Organizzata dallo United Nations Office on Genocide Prevention e dall’International Dialogue Centre, la Conferenza di Addis Abeba ha goduto altresì del patrocinio del Network for Religious and Traditional Peacemakers e del Consiglio ecumenico delle chiese (Cec).

Dando il benvenuto ai partecipanti, Adama Dieng, segretario generale dell’Onu per la prevenzione dei genocidi, ha dichiarato: «Sono profondamente convinta, e lo sono altrettanto le Nazioni Unite, che voi come attori e capi religiosi abbiate, nei confronti delle vostre comunità, un ruolo fondamentale nel prevenire l’incitamento alla violenza. Nella Repubblica Centrafricana così come in Costa d’Avorio, Nigeria, Ruanda, Sudan e Sud Sudan, l’incitamento alla violenza proveniente non soltanto da autorità statali ha condotto molte persone a macchiarsi di crimini atroci, incluso il genocidio. La religione è stata spesso utilizzata per giustificare l’attacco a una comunità: talvolta i capi religiosi hanno contribuito a diffondere questo sentimento d’odio, talaltra il loro silenzio è divenuto complice delle violenze».

Sulla stessa linea l’ambasciatore Alvaro Albacete, segretario generale del Kaiciid: «Abbiamo visto tutti gli effetti negativi della manipolazione delle identità religiose. Quindi è imperativo che lavoriamo assieme per evitare che si continui ad abusare della religione per promuovere la discriminazione, gli stereotipi e l’odio dell’“altro”».

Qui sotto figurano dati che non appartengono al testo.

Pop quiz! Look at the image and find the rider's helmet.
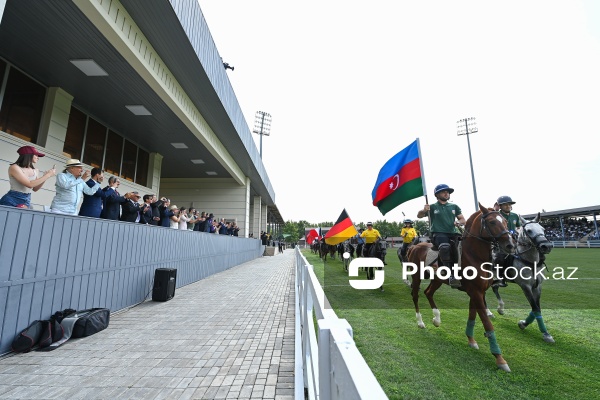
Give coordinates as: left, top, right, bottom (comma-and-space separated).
434, 184, 454, 196
403, 219, 413, 225
497, 195, 516, 205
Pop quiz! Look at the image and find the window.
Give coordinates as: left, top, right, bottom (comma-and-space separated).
82, 117, 106, 168
121, 139, 137, 182
135, 148, 149, 186
104, 130, 123, 176
0, 66, 46, 142
63, 105, 151, 186
63, 107, 86, 159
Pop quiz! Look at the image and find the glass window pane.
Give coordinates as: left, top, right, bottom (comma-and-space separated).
135, 148, 149, 187
0, 67, 46, 142
121, 139, 137, 182
82, 117, 106, 168
63, 107, 86, 159
104, 130, 123, 176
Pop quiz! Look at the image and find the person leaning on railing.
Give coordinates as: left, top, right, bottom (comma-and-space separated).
0, 146, 56, 209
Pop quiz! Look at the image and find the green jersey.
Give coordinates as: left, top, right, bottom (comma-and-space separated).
500, 210, 521, 232
429, 202, 462, 234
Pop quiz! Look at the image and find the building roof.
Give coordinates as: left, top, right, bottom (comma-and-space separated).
521, 205, 600, 220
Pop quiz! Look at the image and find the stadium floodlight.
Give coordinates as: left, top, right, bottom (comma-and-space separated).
253, 111, 272, 159
457, 117, 479, 213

A rappresentare il Cec in Etiopia c’era Peter Prove, direttore degli affari internazionali: «Riteniamo che sia nostro dovere passare al vaglio le nostre tradizioni per rinvenirvi possibili fonti di violenza, nello stesso momento in cui in quelle medesime tradizioni ricerchiamo quell’ispirazione alla pace che ci potrà insegnare a stare insieme. Il messaggio dei leader religiosi deve essere un messaggio di speranza: speranza per la pace, speranza per la giustizia, speranza per la comunità».

Trovandosi concordi sul fatto che fattori economici, sociali e politici possono contribuire alla manipolazione delle identità religiose, i partecipanti al summit di Addis Abeba hanno stilato una serie di misure concrete che i leader religiosi dovranno intraprendere per contrastare il fenomeno: misure quali la promozione di corsi di formazione per i capi religiosi locali; lo sviluppo di un sistema condiviso di allerta genocidio; la creazione di piattaforme di cooperazione e di lavoro tra diverse fedi coincidenti in un medesimo territorio; l’ascolto intergenerazionale volto a tutelare i giovani dall’odio religioso; il lavoro con i media e i social media per veicolare in maniera attraente messaggi alternativi; l’accettazione, l’aiuto e il reintegro in comunità di vittime di violenza sessuale.

Le raccomandazioni e le strategie emerse durante il dibattito andranno a formare un «Piano d’azione per l’Africa» incentrato sul ruolo «pacificatore» che sono chiamati ad assolvere i capi religiosi.